Susan Christi

Others

5.0  

Susan Christi

Others

The Hen Obstetrician

The Hen Obstetrician

3 mins
589


My youngest sister is six years my junior, much petted and much loved, a source of joy to all and mild annoyance to me. Salomi had always been a child with an insatiable curiosity and a desire to learn. After her first few days at playschool, she had startled the family one night by reciting the entire English alphabet song in her sleep. She also had a predilection for certain foods- raw tomatoes, carrots, peas that magically disappeared when she insisted on helping mother de-shell them and eggs.

One summer, when Salomi was probably no less than three, we were idling away our vacation at my grandmother’s house in Vayalur. Grandmother raised poultry, a few goats, and some assorted cows and their calves. The house invariably became a little zoo every summer when we added our blessed number to the domestic Durrellian arrangement.

Every evening it was standard practice to count the eggs that the hens had laid after gathering them into their sleeping pens – large overturned baskets. The hens had their favourite spots inside the house which my aunt was familiar with. The egg gathering was a fifteen-minute task before preparations for dinner began. However, on the day in question, only two of the spots yielded eggs. The third spot remained empty. Puzzled, my aunt constituted a search party. As the oldest child in the family, naturally I was the general. Methodically, I deployed the search party of four - Salomi being excused because she was too endearing – to various nooks and crannies of the store room, the indoor kitchen, and the spare room. I entered the latter, lifted mats and luggage, searched under the one bed in the room and turned around to leave in utter dismay, when I spied something viscous of uncertain yellow-translucence trickling down the grinding stone in the furthest corner of the room. I approached it with great trepidation and saw a spot of blood on it and was almost finished yelling for my aunt and mother, when I turned to see little Salomi looking sadly at the mortar and smelling very funny. Like a bad egg.

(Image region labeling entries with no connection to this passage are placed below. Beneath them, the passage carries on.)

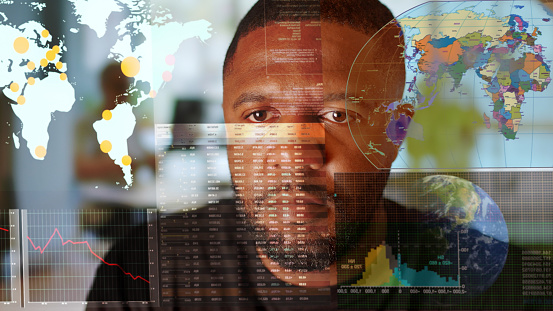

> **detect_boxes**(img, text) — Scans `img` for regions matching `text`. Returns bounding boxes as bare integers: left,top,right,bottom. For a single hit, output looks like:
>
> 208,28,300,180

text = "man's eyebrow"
232,92,267,110
323,93,346,102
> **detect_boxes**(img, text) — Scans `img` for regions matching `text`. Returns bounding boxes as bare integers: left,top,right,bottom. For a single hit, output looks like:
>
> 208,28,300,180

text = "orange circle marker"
121,156,132,166
102,110,112,121
121,56,140,78
10,82,19,92
46,50,56,61
17,95,25,105
100,140,112,153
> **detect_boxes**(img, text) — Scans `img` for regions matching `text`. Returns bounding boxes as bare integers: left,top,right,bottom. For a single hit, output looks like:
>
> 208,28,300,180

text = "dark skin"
223,22,404,286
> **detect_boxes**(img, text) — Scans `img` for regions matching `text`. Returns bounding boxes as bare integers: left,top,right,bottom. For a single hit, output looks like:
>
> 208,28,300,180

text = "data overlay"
335,171,553,310
21,210,156,304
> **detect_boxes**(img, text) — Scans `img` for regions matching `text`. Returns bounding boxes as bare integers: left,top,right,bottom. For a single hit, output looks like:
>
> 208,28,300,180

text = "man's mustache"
233,182,330,205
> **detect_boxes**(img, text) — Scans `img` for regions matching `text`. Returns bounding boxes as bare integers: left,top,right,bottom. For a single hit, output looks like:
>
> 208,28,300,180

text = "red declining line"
27,228,150,283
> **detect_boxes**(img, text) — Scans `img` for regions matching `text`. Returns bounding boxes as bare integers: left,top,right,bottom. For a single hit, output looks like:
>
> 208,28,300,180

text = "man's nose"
266,124,325,171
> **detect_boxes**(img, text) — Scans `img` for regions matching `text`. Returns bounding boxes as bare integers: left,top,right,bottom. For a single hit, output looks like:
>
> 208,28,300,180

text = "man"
89,0,412,309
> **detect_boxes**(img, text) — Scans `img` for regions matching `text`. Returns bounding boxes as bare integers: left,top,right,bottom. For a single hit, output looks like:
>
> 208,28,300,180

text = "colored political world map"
0,0,212,188
394,1,553,168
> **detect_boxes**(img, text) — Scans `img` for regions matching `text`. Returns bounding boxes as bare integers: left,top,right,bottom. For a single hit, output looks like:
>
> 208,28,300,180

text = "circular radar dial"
346,20,414,169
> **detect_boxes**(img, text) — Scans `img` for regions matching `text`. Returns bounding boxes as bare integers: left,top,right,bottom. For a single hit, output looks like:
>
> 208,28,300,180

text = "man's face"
223,22,404,271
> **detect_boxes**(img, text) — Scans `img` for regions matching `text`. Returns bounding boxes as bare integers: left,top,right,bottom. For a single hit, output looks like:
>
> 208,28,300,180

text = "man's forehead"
224,21,376,75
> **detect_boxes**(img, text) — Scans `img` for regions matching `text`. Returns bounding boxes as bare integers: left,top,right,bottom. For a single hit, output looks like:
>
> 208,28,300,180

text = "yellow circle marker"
35,146,46,158
121,56,140,78
102,110,112,121
121,156,132,166
100,140,111,153
13,37,29,54
10,82,19,92
46,50,56,61
17,95,25,105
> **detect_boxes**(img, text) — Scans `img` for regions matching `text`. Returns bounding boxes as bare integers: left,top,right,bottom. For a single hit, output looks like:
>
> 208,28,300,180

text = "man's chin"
257,231,336,272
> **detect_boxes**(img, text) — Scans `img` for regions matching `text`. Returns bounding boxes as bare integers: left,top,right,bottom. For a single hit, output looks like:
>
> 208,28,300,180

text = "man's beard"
237,186,336,272
246,213,336,272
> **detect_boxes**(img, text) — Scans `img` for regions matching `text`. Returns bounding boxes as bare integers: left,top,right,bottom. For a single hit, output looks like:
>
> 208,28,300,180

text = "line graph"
27,228,150,284
0,210,21,304
22,207,155,304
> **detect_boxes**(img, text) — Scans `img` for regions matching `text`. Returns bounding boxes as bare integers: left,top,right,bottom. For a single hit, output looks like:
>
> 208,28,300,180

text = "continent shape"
92,103,136,189
0,21,75,160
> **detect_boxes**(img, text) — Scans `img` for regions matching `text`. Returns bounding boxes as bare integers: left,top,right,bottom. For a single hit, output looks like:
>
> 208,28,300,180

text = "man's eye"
246,110,279,123
320,111,352,123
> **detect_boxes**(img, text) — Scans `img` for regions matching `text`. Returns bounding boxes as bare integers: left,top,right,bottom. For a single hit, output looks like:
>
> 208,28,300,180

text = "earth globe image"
346,1,553,169
411,175,509,295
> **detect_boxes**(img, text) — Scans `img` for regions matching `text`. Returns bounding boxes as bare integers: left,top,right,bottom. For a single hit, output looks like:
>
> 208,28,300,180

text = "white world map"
0,0,212,189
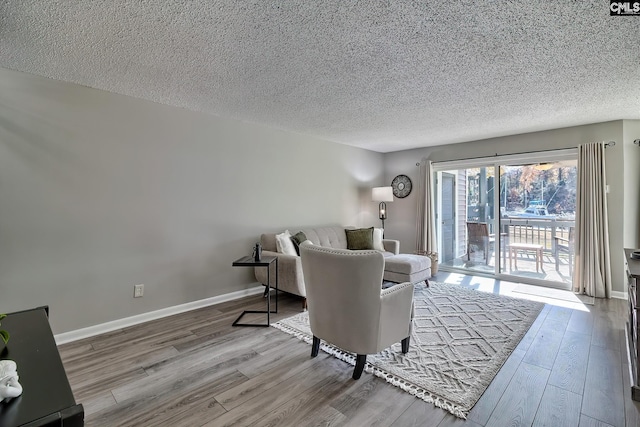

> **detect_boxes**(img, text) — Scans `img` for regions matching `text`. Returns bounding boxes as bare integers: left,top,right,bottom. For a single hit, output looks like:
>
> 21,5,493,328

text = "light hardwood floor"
60,272,640,427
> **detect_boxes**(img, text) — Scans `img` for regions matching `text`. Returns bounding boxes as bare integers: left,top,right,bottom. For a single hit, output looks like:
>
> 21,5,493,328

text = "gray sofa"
254,225,431,307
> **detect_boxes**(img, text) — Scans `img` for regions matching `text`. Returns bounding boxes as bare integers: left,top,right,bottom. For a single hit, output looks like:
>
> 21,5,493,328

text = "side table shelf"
231,255,278,326
624,249,640,401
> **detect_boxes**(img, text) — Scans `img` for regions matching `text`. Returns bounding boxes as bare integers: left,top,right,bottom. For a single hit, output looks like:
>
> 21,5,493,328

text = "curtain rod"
416,139,616,166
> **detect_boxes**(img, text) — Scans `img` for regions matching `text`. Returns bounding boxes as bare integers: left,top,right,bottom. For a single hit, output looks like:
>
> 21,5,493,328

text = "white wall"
385,120,640,292
0,69,383,333
623,120,640,249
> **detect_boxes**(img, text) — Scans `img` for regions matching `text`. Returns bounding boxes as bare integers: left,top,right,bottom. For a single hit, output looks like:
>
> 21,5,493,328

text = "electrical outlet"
133,285,144,298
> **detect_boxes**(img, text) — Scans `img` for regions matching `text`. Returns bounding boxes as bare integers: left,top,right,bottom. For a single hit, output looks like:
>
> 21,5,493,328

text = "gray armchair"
300,243,413,380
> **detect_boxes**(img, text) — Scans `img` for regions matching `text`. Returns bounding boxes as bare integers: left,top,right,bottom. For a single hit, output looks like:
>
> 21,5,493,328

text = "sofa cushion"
384,254,431,274
291,231,307,255
276,230,298,255
373,228,386,252
302,225,348,249
345,227,373,251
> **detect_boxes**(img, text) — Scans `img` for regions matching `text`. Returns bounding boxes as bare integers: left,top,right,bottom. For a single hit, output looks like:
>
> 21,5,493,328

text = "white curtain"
573,142,611,298
416,159,438,252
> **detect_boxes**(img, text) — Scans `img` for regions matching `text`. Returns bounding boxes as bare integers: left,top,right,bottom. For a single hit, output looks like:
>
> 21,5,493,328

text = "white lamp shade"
371,187,393,202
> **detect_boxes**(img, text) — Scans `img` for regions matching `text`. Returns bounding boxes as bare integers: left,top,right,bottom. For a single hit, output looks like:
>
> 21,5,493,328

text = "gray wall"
0,69,383,333
385,120,640,292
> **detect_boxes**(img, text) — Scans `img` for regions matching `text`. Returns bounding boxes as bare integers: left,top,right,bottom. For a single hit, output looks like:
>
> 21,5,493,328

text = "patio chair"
467,222,496,264
553,227,575,277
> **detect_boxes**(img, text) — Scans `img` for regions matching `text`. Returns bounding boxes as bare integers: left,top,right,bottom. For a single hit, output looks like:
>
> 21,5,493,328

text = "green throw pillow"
291,231,307,255
344,227,373,251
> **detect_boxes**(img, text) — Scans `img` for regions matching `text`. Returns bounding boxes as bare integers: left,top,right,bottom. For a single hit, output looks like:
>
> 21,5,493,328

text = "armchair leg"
400,336,411,353
311,335,320,357
353,354,367,380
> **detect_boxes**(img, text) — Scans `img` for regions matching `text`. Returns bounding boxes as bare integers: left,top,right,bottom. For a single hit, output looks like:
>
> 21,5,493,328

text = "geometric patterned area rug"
272,282,544,418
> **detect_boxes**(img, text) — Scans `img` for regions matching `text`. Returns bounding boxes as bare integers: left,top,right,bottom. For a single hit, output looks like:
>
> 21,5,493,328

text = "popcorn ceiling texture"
0,0,640,152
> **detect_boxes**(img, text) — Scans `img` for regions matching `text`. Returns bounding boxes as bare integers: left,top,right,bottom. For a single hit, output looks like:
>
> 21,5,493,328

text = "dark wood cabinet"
624,249,640,401
0,307,84,427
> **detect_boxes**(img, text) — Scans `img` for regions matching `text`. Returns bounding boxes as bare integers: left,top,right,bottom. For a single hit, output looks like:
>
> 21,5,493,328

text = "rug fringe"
271,322,469,420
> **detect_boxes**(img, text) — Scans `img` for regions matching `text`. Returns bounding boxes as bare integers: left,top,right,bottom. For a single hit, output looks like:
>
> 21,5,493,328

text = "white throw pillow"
373,228,385,252
276,230,298,255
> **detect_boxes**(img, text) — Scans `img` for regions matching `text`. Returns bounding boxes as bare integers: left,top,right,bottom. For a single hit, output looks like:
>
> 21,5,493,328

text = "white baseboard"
54,286,264,345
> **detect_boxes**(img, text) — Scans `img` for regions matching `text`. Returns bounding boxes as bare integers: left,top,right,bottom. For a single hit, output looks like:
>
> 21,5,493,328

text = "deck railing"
500,218,575,253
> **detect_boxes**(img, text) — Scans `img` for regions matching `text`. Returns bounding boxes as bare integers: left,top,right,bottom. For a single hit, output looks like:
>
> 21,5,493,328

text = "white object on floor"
0,360,22,402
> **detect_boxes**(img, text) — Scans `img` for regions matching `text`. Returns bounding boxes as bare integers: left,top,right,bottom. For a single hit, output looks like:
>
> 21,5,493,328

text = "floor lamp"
371,187,393,235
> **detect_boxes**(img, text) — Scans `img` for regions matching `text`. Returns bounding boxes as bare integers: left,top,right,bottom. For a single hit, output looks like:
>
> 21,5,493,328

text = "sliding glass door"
434,150,577,288
435,165,495,273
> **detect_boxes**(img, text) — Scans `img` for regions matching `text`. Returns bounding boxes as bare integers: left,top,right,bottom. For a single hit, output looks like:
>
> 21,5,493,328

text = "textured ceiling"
0,0,640,152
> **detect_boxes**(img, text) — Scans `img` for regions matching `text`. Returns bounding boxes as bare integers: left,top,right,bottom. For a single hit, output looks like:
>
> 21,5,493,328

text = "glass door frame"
432,149,578,290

Aunt and mother entered the room and further investigation revealed that it was indeed a broken egg, the missing egg, for close by lay the shell, prematurely shattered. It was at that moment one of my cousins ran in to inform that the black hen was missing. Confusion loomed at large, until my mother looked at Salomi who remained uncharacteristically quiet. Annoying older sister that I was, I cried out in a moment of divine inspiration – “It is Salomi”. My mother brushed aside my accusing finger (Salomi was darn cute as a child, remember), and summoned her forward to tell us what had transpired. Slowly, the truth came out.

Salomi while playing in the room looked up to see the black hen settle comfortably on the grinding stone. Moments later, something white and shiny appeared under its posterior, growing gradually larger. Remembering her lessons from playschool (cows give milk, hens give eggs, older sisters give away hand-me-downs) Salomi was curious and before she knew it, reached out for the tempting orb like Eve reaching for the apple. The hen, in utter shock of being offered obstetric services, fled in trauma. Its painful cackling scared poor Salomi out of her wits and she dropped the egg, wondering why it turned gooey instead of deliciously ready to eat as mother used to serve it during dinner.

The hen was never found. Salomi grew up to be a lawyer.